El Gobierno nacional completó la adjudicación de la Vía Navegable Troncal con la selección de la firma belga Jan de Nul-Servimagnus como ganadora de la licitación pública, en el último paso del proceso de privatización de la estratégica vía por la que circula el 80% del comercio exterior argentino.
La adjudicación quedó formalizada mediante la Resolución 2026-36-APN-ANPYN#MEC de la Agencia Nacional de Puertos y Navegación, que dio por concluidas las evaluaciones correspondientes y cerró el proceso licitatorio.
Según informó el Gobierno, la empresa adjudicataria presentó la mejor oferta y el cierre del procedimiento no registró impugnaciones por parte de las compañías participantes, que convalidaron los dictámenes técnicos emitidos por la Comisión Evaluadora durante las distintas etapas de la licitación.
La firma del contrato está prevista para dentro de un plazo máximo de 30 días y, de acuerdo con lo informado oficialmente, activará una reducción del 13,5% en los costos logísticos.
Asimismo, el proyecto contempla obras de profundización de la vía navegable y la incorporación de tecnología destinada a mejorar la seguridad de la navegación y fortalecer las acciones de combate contra el narcotráfico.
Las obras previstas permitirán que los buques completen la carga en los puertos de origen, con el objetivo de generar ahorros adicionales, ampliar la frontera productiva e incrementar la competitividad de los sectores productivos e industriales.
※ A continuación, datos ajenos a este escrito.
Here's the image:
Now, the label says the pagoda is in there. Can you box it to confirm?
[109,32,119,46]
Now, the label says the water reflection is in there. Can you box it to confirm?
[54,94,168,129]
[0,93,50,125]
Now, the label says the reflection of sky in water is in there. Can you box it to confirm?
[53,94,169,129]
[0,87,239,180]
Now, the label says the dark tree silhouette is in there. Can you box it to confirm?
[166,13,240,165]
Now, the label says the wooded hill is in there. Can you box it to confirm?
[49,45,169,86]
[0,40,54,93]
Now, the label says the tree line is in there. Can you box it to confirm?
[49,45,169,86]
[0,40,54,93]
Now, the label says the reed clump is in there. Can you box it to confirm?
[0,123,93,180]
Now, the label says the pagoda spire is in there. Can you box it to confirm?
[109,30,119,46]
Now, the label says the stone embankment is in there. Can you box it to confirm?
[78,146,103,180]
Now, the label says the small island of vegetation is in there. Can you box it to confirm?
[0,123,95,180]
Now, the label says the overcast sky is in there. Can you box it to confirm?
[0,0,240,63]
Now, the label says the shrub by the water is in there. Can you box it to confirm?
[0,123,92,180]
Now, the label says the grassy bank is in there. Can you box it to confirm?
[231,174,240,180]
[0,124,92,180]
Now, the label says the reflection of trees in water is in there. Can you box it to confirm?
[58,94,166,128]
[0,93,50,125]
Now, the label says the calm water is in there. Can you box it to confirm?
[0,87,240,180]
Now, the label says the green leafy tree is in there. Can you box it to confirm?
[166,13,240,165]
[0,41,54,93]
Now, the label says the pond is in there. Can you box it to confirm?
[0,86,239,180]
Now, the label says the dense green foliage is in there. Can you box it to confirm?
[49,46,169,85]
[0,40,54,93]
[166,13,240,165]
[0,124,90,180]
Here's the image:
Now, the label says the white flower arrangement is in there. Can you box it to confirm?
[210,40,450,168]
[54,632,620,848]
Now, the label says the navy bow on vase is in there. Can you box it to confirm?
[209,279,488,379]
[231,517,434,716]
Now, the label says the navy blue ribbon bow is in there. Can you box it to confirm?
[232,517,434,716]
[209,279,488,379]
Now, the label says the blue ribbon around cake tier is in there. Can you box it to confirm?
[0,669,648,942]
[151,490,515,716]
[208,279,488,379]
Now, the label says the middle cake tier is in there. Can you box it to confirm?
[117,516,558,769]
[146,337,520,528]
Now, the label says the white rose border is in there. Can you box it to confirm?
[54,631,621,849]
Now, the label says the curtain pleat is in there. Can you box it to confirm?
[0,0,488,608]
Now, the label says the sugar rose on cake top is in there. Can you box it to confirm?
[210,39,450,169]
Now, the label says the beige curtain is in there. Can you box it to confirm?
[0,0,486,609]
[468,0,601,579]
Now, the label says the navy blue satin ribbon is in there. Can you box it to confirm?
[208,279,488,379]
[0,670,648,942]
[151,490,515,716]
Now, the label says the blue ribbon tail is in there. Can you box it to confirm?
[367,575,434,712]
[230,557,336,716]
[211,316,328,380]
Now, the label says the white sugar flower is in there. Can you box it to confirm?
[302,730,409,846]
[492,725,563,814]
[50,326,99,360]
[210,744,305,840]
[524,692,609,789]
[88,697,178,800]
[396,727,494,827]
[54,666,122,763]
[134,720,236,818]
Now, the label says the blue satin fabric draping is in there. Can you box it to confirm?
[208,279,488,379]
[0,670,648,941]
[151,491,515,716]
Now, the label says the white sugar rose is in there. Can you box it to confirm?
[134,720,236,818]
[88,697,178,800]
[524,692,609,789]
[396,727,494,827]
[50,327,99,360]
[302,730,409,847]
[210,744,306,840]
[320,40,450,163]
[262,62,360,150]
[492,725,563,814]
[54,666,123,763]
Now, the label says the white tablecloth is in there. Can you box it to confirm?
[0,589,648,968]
El Gobierno destacó además que el proceso licitatorio contó con el respaldo de usuarios privados, entre ellos la Cámara de la Industria Aceitera de la República Argentina y Centro Exportador de Cereales, la Unión Industrial Argentina, la Bolsa de Comercio de Rosario, la Cámara de Puertos Privados Comerciales y la Cámara de Actividades Portuarias y Marítimas.
El Gobierno presentó el cierre del proceso como un “éxito”, pese a las graves irregularidades y cuestionamientos que atravesaron la licitación de una de las infraestructuras más estratégicas para el comercio exterior argentino, según Ámbito.
La belga tiene como socio local al Grupo Román, del magnate Ricardo Román y cuyas negociaciones llevó adelante su hijo Leonardo.
La decisión se conoce en medio de fuertes cuestionamientos al proceso licitatorio. Un documento reservado elaborado por especialistas internacionales advirtió sobre posibles irregularidades en el pliego, entre ellas un presunto direccionamiento a favor del consorcio ganador, conflictos de interés dentro del comité evaluador, una tarifa mínima de peaje que habría condicionado las ofertas -impulsando un empate entre los valores, algo nunca visto- y sospechas de costos inflados en el esquema de dragado y balizamiento que serán cedidos al tándem Elías-Ondarcuhu.
De acuerdo con la información oficial, la licitación mantuvo criterios de transparencia pública.